Clinicians have long subdivided ALS into distinct motor phenotypes:
- **Classic** (limb-onset, mixed UMN/LMN)
- **Bulbar** (onset in speech/swallowing)
- **Flail arm** (proximal arm LMN-predominant)
- **Flail leg** (distal leg LMN-predominant)
- **Pyramidal/PLS** (UMN-predominant)
- **Progressive muscular atrophy (PMA)** (pure LMN)
- **Respiratory-onset**

**Prognostic differences are robust:**
| Phenotype | Survival | Evidence |
|-----------|----------|----------|
| Flail arm / flail leg | **Better** (more indolent, longer survival) | Wolf et al. (2014); Wei et al. (2018) |
| Bulbar / Classic / Respiratory | **Worse** (shorter survival, faster FVC decline) | Wolf et al. (2014) |
| Pyramidal / PLS | Most indolent (decades in some cases) | Meyer et al. (2025) |

**Molecular underpinnings:**
- Transcriptomic analysis of PBMCs from 48 sALS patients across 5 phenotypes (Classic, Bulbar, Flail Arm, Flail Leg, Pyramidal) found that **only one gene (Y3_RNA, a misc_RNA component of the Ro60 ribonucleoprotein)** was universally upregulated; most differentially expressed genes were **phenotype-specific** (Dragoni et al., 2025).

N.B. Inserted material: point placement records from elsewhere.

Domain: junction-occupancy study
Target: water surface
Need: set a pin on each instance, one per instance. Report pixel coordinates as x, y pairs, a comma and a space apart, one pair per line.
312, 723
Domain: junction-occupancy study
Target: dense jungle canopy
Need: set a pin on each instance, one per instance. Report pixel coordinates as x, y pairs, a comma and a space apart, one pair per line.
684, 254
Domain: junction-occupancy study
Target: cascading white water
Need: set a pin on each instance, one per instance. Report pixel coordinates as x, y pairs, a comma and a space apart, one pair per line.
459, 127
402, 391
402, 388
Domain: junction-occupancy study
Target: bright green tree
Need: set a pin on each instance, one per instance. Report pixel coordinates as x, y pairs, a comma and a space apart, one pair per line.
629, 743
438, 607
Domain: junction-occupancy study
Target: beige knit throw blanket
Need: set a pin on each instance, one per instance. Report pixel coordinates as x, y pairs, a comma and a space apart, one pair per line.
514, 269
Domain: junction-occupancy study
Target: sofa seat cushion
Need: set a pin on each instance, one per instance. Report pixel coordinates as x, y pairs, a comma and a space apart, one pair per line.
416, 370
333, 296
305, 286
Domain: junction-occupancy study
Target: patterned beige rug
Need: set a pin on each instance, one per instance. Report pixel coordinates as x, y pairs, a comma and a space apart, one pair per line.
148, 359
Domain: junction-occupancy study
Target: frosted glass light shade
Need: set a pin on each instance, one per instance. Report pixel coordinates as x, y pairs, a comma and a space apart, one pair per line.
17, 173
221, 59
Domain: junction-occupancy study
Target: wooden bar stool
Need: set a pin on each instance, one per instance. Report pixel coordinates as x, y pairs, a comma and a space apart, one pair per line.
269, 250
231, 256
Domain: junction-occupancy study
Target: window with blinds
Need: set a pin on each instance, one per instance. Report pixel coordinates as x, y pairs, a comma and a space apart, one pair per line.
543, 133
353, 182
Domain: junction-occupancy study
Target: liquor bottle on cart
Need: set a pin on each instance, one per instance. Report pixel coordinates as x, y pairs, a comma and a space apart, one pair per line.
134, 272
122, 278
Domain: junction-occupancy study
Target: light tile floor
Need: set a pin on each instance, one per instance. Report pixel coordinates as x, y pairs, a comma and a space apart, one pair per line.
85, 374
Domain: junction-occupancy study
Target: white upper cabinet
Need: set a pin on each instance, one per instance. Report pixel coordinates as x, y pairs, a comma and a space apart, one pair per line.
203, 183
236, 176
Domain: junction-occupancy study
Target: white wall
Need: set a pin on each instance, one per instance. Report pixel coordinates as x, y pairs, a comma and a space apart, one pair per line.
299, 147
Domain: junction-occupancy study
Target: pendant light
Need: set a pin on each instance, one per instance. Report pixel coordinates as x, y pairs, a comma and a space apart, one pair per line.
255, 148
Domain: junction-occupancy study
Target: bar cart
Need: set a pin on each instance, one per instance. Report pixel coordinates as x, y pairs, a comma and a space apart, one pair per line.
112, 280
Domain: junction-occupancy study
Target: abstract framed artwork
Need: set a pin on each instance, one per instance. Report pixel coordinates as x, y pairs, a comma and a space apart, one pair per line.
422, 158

**OPM consensus classification (2025):**
A new three-determinant anatomical classification (Onset × Propagation × Motor-neuron dysfunction) standardizes phenotype assignment for clinical trials.

**Trial tractability:** ⭐⭐⭐ Moderate. Phenotypes are easy to classify clinically but represent downstream manifestations, not upstream etiologic splits. Trials have historically shown benefits only when phenotype interacts with mechanism (e.g., NIV has greatest survival benefit in bulbar-onset ALS; Berlowitz et al., 2016).

### 6.2 Cortical Excitability Stratification (MEP:CMAP Ratio)

**Hypothesis:** The ratio of motor evoked potential (MEP) to compound muscle action potential (CMAP) reflects corticospinal excitability and varies systematically across phenotypes.

**Evidence (Ranieri et al., 2025, *Annals of Neurology*):**
- In 743 multicenter ALS patients, the MEP:CMAP ratio categorized patients as hyperexcitable, normal, or hypoexcitable.
- **Hyperexcitability** predominated in LMN-predominant (flail, classic, bulbar) forms; **hypoexcitability** in UMN-predominant (pyramidal, PLS) forms.
- **Hyperexcitable patients had significantly shorter survival** (HR 1.84, 95% CI 1.12–3.03, p=0.016) even when tested within 1 year of onset.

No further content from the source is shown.